Les acheteurs publics sont désormais bien informés et ne s’y trompent plus : le principe de l’allotissement s’applique tant aux marchés passés selon une procédure adaptée qu’à ceux passés selon une procédure formalisée dès lors que l’objet du marché permet l’identification de prestations distinctes sauf à s’inscrire dans une de ces deux exceptions :
- L’acheteur n’est pas en mesure d’assurer par lui-même les missions d’organisation, de pilotage et de coordination ;
- La dévolution en lots séparés est de nature à restreindre la concurrence ou risque de rendre techniquement difficile ou financièrement plus coûteuse l’exécution des prestations.
Précisons que l’obligation d’allotissement n’est pas seulement fonctionnelle, c’est-à-dire, fonction de la nature de la prestation mais être également géographique. En effet, l’allotissement géographique peut se justifier dans deux hypothèses :
- lorsque, compte tenu de « l’objet du marché et la nature des prestations à réaliser», il apparaît opportun de le substituer à un allotissement fonctionnel qui aurait été pourtant possible. Ainsi, s’agissant du choix de ne pas allotir techniquement un marché portant sur l’entretien courant « tout corps d’état » et de remise en état de différents bâtiments, le Conseil d’état valide ce choix compte-tenu notamment des nombreux sites d’exécution des travaux, et des difficultés techniques et de coordination qui étaient susceptibles de résulter de la multiplication du nombre de lots (97 lots techniques) et valide donc l’allotissement en 9 lots géographiques du marché[1].
- lorsque la répartition géographique recouvre en réalité une répartition fonctionnelle, dans la mesure où il s’agit d’une prestation unique, physique, sur des sites différents : des prestations de surveillance sur des sites distincts du maitre d’ouvrage doivent ainsi faire l’objet d’un allotissement[2].
Le nouveau code de la commande publique, entré en vigueur le 1er avril 2019, a maintenu ce dispositif.
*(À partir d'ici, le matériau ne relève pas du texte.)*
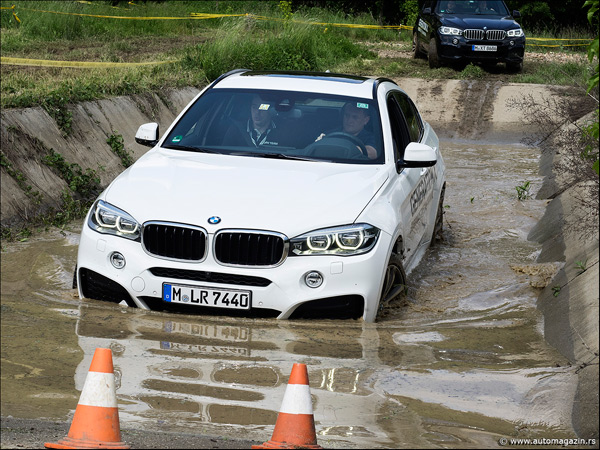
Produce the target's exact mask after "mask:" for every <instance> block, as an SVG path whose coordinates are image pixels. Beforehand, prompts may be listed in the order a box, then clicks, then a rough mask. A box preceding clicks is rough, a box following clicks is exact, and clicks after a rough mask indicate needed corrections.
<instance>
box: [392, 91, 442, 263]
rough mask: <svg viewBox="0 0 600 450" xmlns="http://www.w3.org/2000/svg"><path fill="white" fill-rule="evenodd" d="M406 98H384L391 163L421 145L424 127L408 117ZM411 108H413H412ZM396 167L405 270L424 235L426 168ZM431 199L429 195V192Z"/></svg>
mask: <svg viewBox="0 0 600 450" xmlns="http://www.w3.org/2000/svg"><path fill="white" fill-rule="evenodd" d="M409 102H410V100H409V99H408V97H407V96H406V94H404V93H403V92H401V91H399V90H391V91H390V92H388V94H387V100H386V103H387V110H388V114H389V120H390V127H391V131H392V141H393V146H394V160H395V161H399V160H402V159H403V158H404V150H405V148H406V146H407V145H408V144H409V143H410V142H420V139H421V137H422V134H423V124H422V122H421V119H420V116H418V115H415V114H411V108H410V105H411V104H412V102H410V103H409ZM413 107H414V105H413ZM396 167H397V169H396V170H397V172H398V178H397V183H400V184H401V186H399V187H398V189H397V192H402V196H401V198H396V199H394V208H396V210H397V211H398V210H399V211H400V215H401V217H402V222H403V224H404V229H403V231H402V239H403V241H404V254H405V257H406V262H405V266H406V268H408V267H410V265H411V261H412V259H413V258H414V256H415V254H416V253H417V249H418V247H419V244H420V243H421V241H422V239H423V236H424V234H425V231H426V226H427V218H426V215H427V214H426V209H427V202H426V195H427V190H425V191H424V190H423V189H424V188H427V185H426V183H427V182H426V180H427V177H428V175H427V174H428V170H427V168H401V167H398V165H396ZM429 196H430V197H431V192H429Z"/></svg>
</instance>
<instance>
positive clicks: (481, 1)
mask: <svg viewBox="0 0 600 450" xmlns="http://www.w3.org/2000/svg"><path fill="white" fill-rule="evenodd" d="M475 12H476V13H479V14H494V13H495V12H496V10H495V9H494V8H492V7H490V6H488V4H487V1H485V0H484V1H481V2H479V6H478V7H477V9H476V10H475Z"/></svg>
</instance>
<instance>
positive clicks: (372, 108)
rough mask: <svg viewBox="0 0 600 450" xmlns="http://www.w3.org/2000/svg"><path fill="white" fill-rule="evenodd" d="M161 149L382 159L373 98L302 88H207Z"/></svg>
mask: <svg viewBox="0 0 600 450" xmlns="http://www.w3.org/2000/svg"><path fill="white" fill-rule="evenodd" d="M163 147H164V148H170V149H174V150H181V151H197V152H203V153H221V154H228V155H233V156H243V157H263V158H281V159H302V160H310V161H313V160H314V161H330V162H336V163H351V164H382V163H383V160H384V158H383V145H382V134H381V125H380V119H379V114H378V112H377V108H376V104H375V102H374V101H373V100H365V99H357V98H352V97H341V96H332V95H327V94H315V93H307V92H289V91H266V90H256V89H253V90H243V89H219V88H215V89H211V90H209V91H208V92H206V93H205V94H204V95H203V96H201V97H200V98H199V99H198V100H197V101H196V102H195V103H194V105H192V107H191V108H190V109H189V110H188V111H187V112H186V113H185V115H184V116H183V117H182V118H181V119H180V120H179V122H178V123H177V125H176V126H175V127H174V128H173V130H172V131H171V132H170V133H169V135H168V136H167V138H166V139H165V141H164V143H163Z"/></svg>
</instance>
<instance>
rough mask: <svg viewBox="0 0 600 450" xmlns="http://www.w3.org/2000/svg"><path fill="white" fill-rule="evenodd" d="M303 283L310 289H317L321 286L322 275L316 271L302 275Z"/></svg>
mask: <svg viewBox="0 0 600 450" xmlns="http://www.w3.org/2000/svg"><path fill="white" fill-rule="evenodd" d="M304 282H305V283H306V285H307V286H308V287H310V288H318V287H319V286H321V285H322V284H323V275H321V273H320V272H317V271H313V272H308V273H307V274H306V275H304Z"/></svg>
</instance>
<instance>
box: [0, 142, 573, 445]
mask: <svg viewBox="0 0 600 450" xmlns="http://www.w3.org/2000/svg"><path fill="white" fill-rule="evenodd" d="M442 151H443V153H444V158H445V159H446V163H447V166H448V176H447V179H448V182H447V188H446V199H445V229H444V241H443V242H442V243H441V244H438V245H437V246H436V247H434V248H432V249H431V250H430V251H429V252H428V254H427V255H426V257H425V258H424V260H423V261H422V263H421V264H420V265H419V266H418V267H417V268H416V269H415V270H414V271H413V272H412V273H411V274H410V275H409V282H410V289H409V295H408V298H407V299H406V301H404V302H402V303H398V304H393V305H390V306H389V307H388V308H387V309H386V310H385V311H384V314H383V316H382V317H381V319H380V321H379V322H378V323H376V324H366V323H363V322H362V321H335V320H319V321H276V320H271V319H269V320H266V319H241V318H228V317H213V316H211V317H204V316H190V315H180V314H168V313H157V312H150V311H140V310H136V309H132V308H127V307H123V306H119V305H114V304H110V303H104V302H100V301H95V300H84V301H80V300H79V299H78V297H77V295H76V291H75V290H73V289H71V283H72V275H73V268H74V266H75V260H76V253H77V242H78V232H77V227H78V226H79V225H78V224H75V225H74V230H73V231H64V232H62V233H59V232H53V233H48V234H46V235H42V236H37V237H36V238H33V239H30V240H29V241H28V242H20V243H13V244H10V245H5V247H4V248H3V252H2V291H1V311H2V328H1V333H2V342H1V345H2V347H1V354H2V360H1V369H2V372H1V373H2V375H1V376H2V396H1V412H2V416H3V417H7V416H13V417H15V418H23V419H37V418H45V419H50V420H54V421H65V422H66V421H69V420H70V419H71V418H72V414H73V412H74V410H75V407H76V405H77V401H78V399H79V395H80V393H81V389H82V387H83V384H84V382H85V378H86V375H87V371H88V368H89V366H90V363H91V359H92V356H93V353H94V350H95V349H96V348H98V347H107V348H111V349H112V351H113V363H114V366H115V375H116V385H117V399H118V403H119V416H120V421H121V427H122V428H127V429H131V430H151V431H153V432H155V431H165V432H169V433H171V432H176V433H177V432H179V433H191V432H193V433H202V434H206V435H213V436H228V437H229V438H231V439H235V438H243V439H249V440H253V441H256V442H264V441H266V440H269V439H270V437H271V435H272V432H273V427H274V424H275V420H276V418H277V414H278V412H279V408H280V406H281V401H282V398H283V394H284V391H285V388H286V383H287V379H288V377H289V375H290V371H291V368H292V365H293V364H294V363H305V364H307V366H308V372H309V379H310V390H311V395H312V399H313V408H314V418H315V426H316V433H317V438H318V441H319V444H320V445H321V446H323V447H329V448H342V447H343V448H377V447H380V448H381V447H388V448H390V447H391V448H432V447H444V448H496V447H497V445H498V440H499V439H500V438H502V437H522V438H535V437H544V438H553V437H554V438H567V437H575V434H574V432H573V430H572V427H571V408H572V402H573V397H574V395H575V390H576V381H577V380H576V375H575V368H573V367H570V366H568V365H567V363H566V361H565V360H564V358H562V357H561V356H560V355H559V354H558V353H557V352H555V351H554V350H553V349H552V348H551V347H549V346H548V345H547V344H546V343H545V341H544V338H543V335H542V332H543V331H542V330H543V324H542V316H541V315H540V313H539V312H538V311H537V310H536V306H535V304H536V297H537V295H538V293H539V288H540V287H543V286H544V285H545V283H547V282H548V280H549V279H550V277H551V276H552V275H553V274H554V271H555V270H556V267H553V266H549V265H540V264H536V263H535V260H536V257H537V254H538V253H539V250H540V249H539V246H538V245H537V244H535V243H533V242H529V241H527V234H528V232H529V230H530V229H531V228H532V227H533V225H534V224H535V223H536V222H537V221H538V220H539V219H540V218H541V217H542V215H543V212H544V208H545V202H544V201H539V200H534V199H533V197H532V198H528V199H526V200H519V199H518V198H517V190H516V186H522V185H524V183H525V182H526V181H529V182H530V184H531V194H532V195H534V194H535V192H536V190H537V189H538V188H539V187H540V186H541V177H540V176H539V175H538V173H537V172H538V157H539V152H538V150H537V149H535V148H529V147H525V146H520V145H493V144H489V145H485V144H481V143H474V142H467V141H446V142H442ZM223 448H224V447H223Z"/></svg>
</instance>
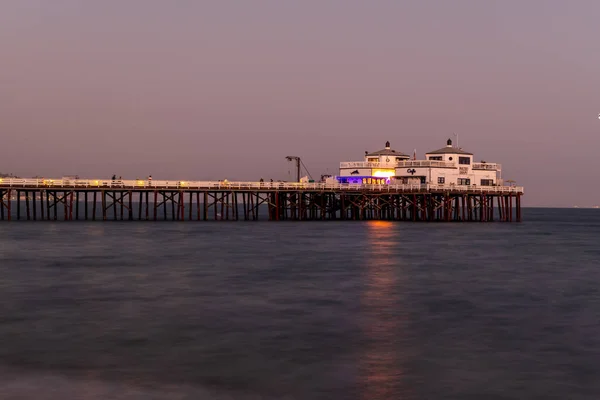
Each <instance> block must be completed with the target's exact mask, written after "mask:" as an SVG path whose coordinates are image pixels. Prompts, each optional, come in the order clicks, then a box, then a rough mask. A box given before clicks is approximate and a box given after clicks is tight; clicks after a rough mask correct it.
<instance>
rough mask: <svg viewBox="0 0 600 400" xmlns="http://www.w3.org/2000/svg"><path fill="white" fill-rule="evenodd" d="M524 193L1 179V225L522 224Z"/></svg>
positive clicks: (139, 182) (65, 179)
mask: <svg viewBox="0 0 600 400" xmlns="http://www.w3.org/2000/svg"><path fill="white" fill-rule="evenodd" d="M523 193H524V189H523V187H515V186H474V185H472V186H459V185H425V184H424V185H353V184H328V183H304V182H299V183H298V182H228V181H176V180H175V181H173V180H169V181H165V180H160V181H159V180H110V179H108V180H107V179H16V178H10V179H9V178H0V220H14V219H16V220H58V219H61V220H67V221H71V220H153V221H157V220H175V221H185V220H197V221H207V220H259V219H268V220H272V221H280V220H297V221H304V220H397V221H447V222H449V221H479V222H490V221H506V222H510V221H518V222H520V221H521V219H522V218H521V196H522V195H523ZM59 209H60V212H59Z"/></svg>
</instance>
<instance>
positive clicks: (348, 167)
mask: <svg viewBox="0 0 600 400" xmlns="http://www.w3.org/2000/svg"><path fill="white" fill-rule="evenodd" d="M490 165H491V164H490ZM455 166H456V163H453V162H449V161H429V160H427V161H425V160H423V161H398V162H389V163H384V164H382V163H378V162H366V161H356V162H341V163H340V168H419V167H421V168H454V167H455Z"/></svg>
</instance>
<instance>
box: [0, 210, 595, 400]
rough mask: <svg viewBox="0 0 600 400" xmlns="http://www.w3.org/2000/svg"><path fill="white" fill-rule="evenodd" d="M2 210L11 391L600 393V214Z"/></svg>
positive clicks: (224, 392) (464, 397) (316, 397)
mask: <svg viewBox="0 0 600 400" xmlns="http://www.w3.org/2000/svg"><path fill="white" fill-rule="evenodd" d="M524 218H525V222H523V223H522V224H516V223H515V224H503V223H490V224H479V223H470V224H444V223H416V224H411V223H393V222H241V221H240V222H183V223H181V222H90V223H86V222H60V221H59V222H24V221H23V222H10V223H9V222H2V223H0V398H2V399H21V398H23V399H26V398H30V399H94V400H95V399H200V400H202V399H242V400H245V399H365V400H367V399H368V400H371V399H561V400H564V399H570V400H580V399H590V400H591V399H593V400H597V399H598V398H600V378H599V377H600V292H599V290H600V289H599V288H600V210H583V209H579V210H577V209H576V210H570V209H569V210H554V209H525V210H524Z"/></svg>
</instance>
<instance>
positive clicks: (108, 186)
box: [0, 178, 524, 193]
mask: <svg viewBox="0 0 600 400" xmlns="http://www.w3.org/2000/svg"><path fill="white" fill-rule="evenodd" d="M0 188H5V189H6V188H11V189H32V188H45V189H55V190H61V189H69V190H73V189H74V190H77V189H84V188H87V189H105V190H106V189H120V190H123V189H129V190H136V189H138V190H139V189H178V190H185V191H187V190H211V189H212V190H215V189H216V190H236V189H237V190H331V191H373V192H391V193H402V192H415V191H422V192H429V191H450V192H468V193H523V192H524V190H523V187H521V186H459V185H430V184H422V185H420V184H404V185H403V184H399V185H396V184H393V185H362V184H348V183H321V182H320V183H305V182H228V181H177V180H170V181H158V180H153V181H148V180H114V181H113V180H106V179H104V180H102V179H74V180H70V179H69V180H67V179H7V178H0Z"/></svg>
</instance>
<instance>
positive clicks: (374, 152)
mask: <svg viewBox="0 0 600 400" xmlns="http://www.w3.org/2000/svg"><path fill="white" fill-rule="evenodd" d="M365 153H366V156H367V157H375V156H394V157H409V158H410V156H408V155H407V154H404V153H401V152H399V151H396V150H392V149H391V148H390V142H386V143H385V149H382V150H378V151H374V152H372V153H368V152H365Z"/></svg>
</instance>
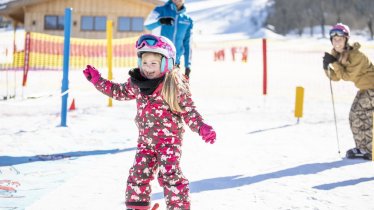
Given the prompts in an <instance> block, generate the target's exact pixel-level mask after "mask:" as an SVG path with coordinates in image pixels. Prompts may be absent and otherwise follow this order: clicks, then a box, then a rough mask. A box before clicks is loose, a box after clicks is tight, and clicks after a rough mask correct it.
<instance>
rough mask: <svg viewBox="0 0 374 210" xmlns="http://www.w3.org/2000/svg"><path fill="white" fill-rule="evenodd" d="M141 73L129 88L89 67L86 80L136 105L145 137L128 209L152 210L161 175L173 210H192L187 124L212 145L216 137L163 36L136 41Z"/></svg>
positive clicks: (119, 99)
mask: <svg viewBox="0 0 374 210" xmlns="http://www.w3.org/2000/svg"><path fill="white" fill-rule="evenodd" d="M136 49H137V55H138V68H134V69H131V70H130V71H129V75H130V78H129V79H128V80H127V81H126V82H125V83H114V82H112V81H109V80H107V79H104V78H102V77H101V76H100V73H99V72H98V70H96V69H95V68H94V67H91V66H89V65H88V66H87V68H86V69H85V70H84V71H83V73H84V75H85V76H86V78H87V79H88V80H89V81H90V82H91V83H93V84H94V86H95V87H96V89H98V90H99V91H100V92H102V93H103V94H105V95H107V96H109V97H112V98H114V99H116V100H133V99H135V100H136V104H137V109H138V110H137V114H136V117H135V122H136V125H137V127H138V129H139V137H138V144H137V151H136V155H135V161H134V164H133V166H132V167H131V169H130V171H129V177H128V179H127V188H126V206H127V209H146V210H149V209H150V199H151V198H150V194H151V186H150V182H151V180H153V179H154V175H155V173H156V172H157V170H158V182H159V183H160V185H161V186H162V187H163V188H164V195H165V200H166V205H167V209H190V197H189V182H188V180H187V179H186V178H185V177H184V175H183V173H182V170H181V168H180V159H181V152H182V151H181V150H182V142H183V133H184V131H185V130H184V128H183V121H184V122H185V123H186V124H187V125H188V126H189V127H190V129H191V130H192V131H194V132H198V133H199V135H200V136H201V137H202V139H203V140H204V141H205V142H207V143H210V144H213V143H214V142H215V140H216V132H215V131H214V130H213V128H212V127H211V126H209V125H207V124H205V123H204V121H203V118H202V116H201V115H200V114H199V112H198V111H197V110H196V109H195V105H194V103H193V101H192V98H191V93H190V91H189V87H188V83H187V80H186V78H185V76H184V75H183V74H182V73H180V70H179V68H176V67H175V65H174V64H175V63H174V61H175V54H176V53H175V47H174V45H173V43H172V42H171V41H170V40H169V39H167V38H166V37H163V36H154V35H151V34H145V35H142V36H141V37H140V38H139V39H138V40H137V42H136Z"/></svg>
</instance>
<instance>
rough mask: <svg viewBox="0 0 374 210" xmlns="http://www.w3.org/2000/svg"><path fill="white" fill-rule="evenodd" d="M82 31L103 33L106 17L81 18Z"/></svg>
mask: <svg viewBox="0 0 374 210" xmlns="http://www.w3.org/2000/svg"><path fill="white" fill-rule="evenodd" d="M81 30H82V31H105V30H106V17H104V16H82V20H81Z"/></svg>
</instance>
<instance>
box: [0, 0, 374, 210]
mask: <svg viewBox="0 0 374 210" xmlns="http://www.w3.org/2000/svg"><path fill="white" fill-rule="evenodd" d="M207 2H209V3H211V4H207ZM223 2H230V6H229V5H224V4H223ZM248 2H251V4H250V5H252V6H253V7H252V8H255V5H256V4H257V3H260V2H265V1H260V0H259V1H245V0H243V1H239V0H238V1H234V0H231V1H218V0H208V1H196V0H195V1H193V0H190V1H189V3H188V6H189V8H190V10H191V13H192V15H195V17H196V18H203V17H204V16H205V19H206V17H215V20H216V19H219V17H222V18H221V19H226V18H227V17H240V16H241V15H244V13H245V14H247V13H251V12H248V11H247V12H244V11H245V9H243V10H242V11H237V10H235V11H232V13H233V14H236V15H234V16H230V15H229V14H225V12H224V11H225V10H223V11H222V10H221V9H222V8H224V7H227V8H236V9H239V8H241V7H244V6H243V5H244V4H246V3H248ZM256 2H257V3H256ZM199 5H200V6H199ZM238 5H240V6H238ZM221 7H222V8H221ZM203 8H206V9H203ZM212 8H214V9H212ZM260 8H261V7H260V6H259V10H258V11H260ZM217 11H220V14H222V16H218V14H217ZM260 13H261V14H262V12H259V13H258V14H260ZM253 14H256V13H255V12H253ZM224 17H225V18H224ZM261 17H262V16H261ZM215 20H214V21H213V20H212V21H211V22H210V23H206V22H204V21H205V20H204V21H202V20H201V21H197V25H200V26H198V28H201V30H203V31H202V32H201V36H200V40H199V41H197V42H196V44H195V46H194V49H193V67H192V73H191V80H190V85H191V91H192V97H193V99H194V101H195V104H196V106H197V109H198V111H199V112H200V113H201V114H202V116H203V117H204V119H205V121H206V123H208V124H210V125H212V126H213V127H214V129H215V130H216V132H217V141H216V143H215V144H213V145H210V144H206V143H205V142H204V141H203V140H202V139H201V137H200V136H199V135H198V134H197V133H193V132H191V131H190V130H189V129H188V128H187V129H186V130H187V131H186V134H185V136H184V144H183V155H182V163H181V164H182V165H181V168H182V170H183V173H184V175H185V176H186V177H187V178H188V179H189V181H190V188H191V190H190V191H191V200H192V201H191V205H192V209H193V210H228V209H230V210H231V209H232V210H234V209H245V210H247V209H261V210H274V209H278V210H286V209H303V210H304V209H311V210H312V209H313V210H328V209H333V210H352V209H355V210H370V209H374V199H373V198H374V191H373V189H374V177H373V175H374V163H373V162H371V161H364V160H347V159H345V158H343V156H344V153H345V151H346V150H347V149H350V148H352V147H353V146H354V142H353V138H352V134H351V132H350V128H349V123H348V113H349V110H350V106H351V103H352V100H353V98H354V96H355V94H356V91H357V90H356V88H355V87H354V86H353V84H352V83H348V82H342V81H341V82H333V83H332V89H333V94H334V101H335V108H336V116H337V128H338V133H336V132H335V125H334V115H333V108H332V100H331V93H330V83H329V80H328V79H327V78H326V76H325V75H324V72H323V70H322V67H321V66H322V55H323V52H324V51H327V50H329V49H330V47H331V44H330V41H329V40H327V39H319V40H316V39H274V38H271V39H268V43H267V44H268V63H267V64H268V92H267V95H263V94H262V87H263V83H262V78H263V74H262V70H263V64H262V45H261V44H262V42H261V40H260V39H245V40H237V39H238V37H239V36H238V35H237V34H238V33H242V32H241V31H240V30H236V29H235V27H234V28H229V27H228V25H230V24H227V23H229V22H230V21H232V19H231V20H225V21H222V23H220V24H218V23H215ZM210 27H211V28H210ZM234 29H235V30H234ZM248 31H249V32H251V31H252V32H253V31H254V29H253V28H252V27H249V26H248ZM215 34H222V35H221V36H216V35H215ZM245 36H247V35H245ZM243 37H244V35H243ZM207 38H210V39H209V40H210V43H209V44H206V41H204V40H206V39H207ZM213 38H216V40H214V39H213ZM222 38H226V40H222ZM234 39H235V41H233V40H234ZM217 40H220V41H217ZM352 40H355V37H352ZM362 45H363V48H362V50H363V51H364V52H365V53H367V54H368V56H369V57H370V58H372V60H374V43H373V42H362ZM233 46H235V47H243V46H247V47H248V49H249V54H248V61H247V62H246V63H243V62H241V61H239V60H238V59H240V57H237V60H236V61H232V59H231V55H230V54H229V52H230V49H231V47H233ZM216 49H224V50H225V52H226V53H227V54H226V59H225V60H224V61H213V53H214V50H216ZM238 55H240V54H237V56H238ZM82 68H84V67H82ZM100 71H101V73H102V75H103V76H104V77H106V74H107V73H106V72H107V70H106V69H100ZM0 76H1V77H0V79H1V80H0V81H1V83H2V85H3V84H4V83H5V80H4V77H5V76H7V77H9V78H10V79H9V80H7V81H13V80H14V79H15V80H16V81H22V72H11V74H9V75H7V74H6V73H5V72H0ZM14 77H15V78H14ZM113 77H114V81H117V82H123V81H125V80H126V78H127V77H128V76H127V72H126V71H123V70H118V69H116V70H115V71H114V74H113ZM61 80H62V72H57V71H53V72H50V71H31V72H29V75H28V85H27V87H26V88H25V89H24V90H22V89H21V88H20V84H18V85H17V95H18V97H17V98H16V99H12V100H7V101H4V100H3V101H0V186H1V187H2V188H0V210H8V209H16V210H21V209H22V210H23V209H27V210H51V209H53V210H102V209H110V210H117V209H118V210H120V209H124V204H123V202H124V197H125V196H124V193H125V185H126V179H127V176H128V169H129V168H130V166H131V165H132V164H133V161H134V154H135V149H136V145H137V142H136V139H137V135H138V130H137V128H136V126H135V123H134V116H135V115H136V105H135V103H134V101H127V102H120V101H114V102H113V107H108V106H107V104H108V98H107V97H105V96H104V95H102V94H101V93H99V92H98V91H97V90H96V89H95V88H94V87H92V85H91V84H90V83H89V82H87V81H86V79H85V78H84V76H83V74H82V72H80V71H71V72H70V73H69V88H70V92H69V100H68V103H69V106H70V105H71V104H72V101H73V99H74V101H75V106H76V107H75V109H74V110H72V111H69V112H68V118H67V125H68V126H67V127H61V126H60V124H61V114H60V113H61V97H60V95H59V92H60V90H61ZM298 86H301V87H303V88H304V90H305V94H304V109H303V117H302V118H300V119H299V121H298V119H296V118H295V117H294V109H295V89H296V87H298ZM22 93H23V94H24V96H25V97H27V96H28V97H32V96H33V97H34V98H33V99H22V98H21V97H20V96H21V95H22ZM337 134H338V138H337ZM339 151H340V153H339ZM152 187H153V188H152V189H153V190H152V202H153V203H156V202H157V203H159V204H160V210H164V209H166V208H165V203H164V199H163V191H162V188H161V187H160V186H159V185H158V183H157V181H156V180H154V181H153V182H152Z"/></svg>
Le Conseil d’Etat a eu récemment et, pour la première fois, à examiner la question de savoir si un marché public global était soumis à cette obligation d’allotissement. Dans un premier temps, le juge des référés réunionnais avait considéré qu’un marché public global portant sur la conception et la réalisation, en différents points du territoire réunionnais, d’un réseau de télécommunications, était soumis à une obligation d’allotissement géographique. En d’autres termes, le maitre d’ouvrage aurait dû diviser, par commune, le marché de conception réalisation, soit en définitive 17 lots. Dans une décision en date du 8 avril 2019[3], le Conseil d’état a censuré l’analyse du juge réunionnais et confirmé que les marchés globaux n’étaient pas soumis à l’obligation d’allotissement fonctionnel ou géographique. D’ailleurs, le nouvel article L. 2171-1 du code de la commande publique ne dit pas autre chose :
« Sont des marchés globaux passés par dérogation au principe d’allotissement :
1° Les marchés de conception-réalisation ;
2° Les marchés globaux de performance (…)».
Ces dispositions sont on ne peut plus claires : les marchés globaux dérogent au principe d’allotissement. Et aucune distinction n’est opérée entre l’allotissement fonctionnel et géographique.
[1] CE, 25 mai 2018, OPH Hauts-de-Seine habitat, req.n° 417428 ;
[2] CE, 23 juillet 2010, Région Réunion, req.n° 338367 ;
[3] CE, 8 avril 2019, Région Réunion, req.n°426096.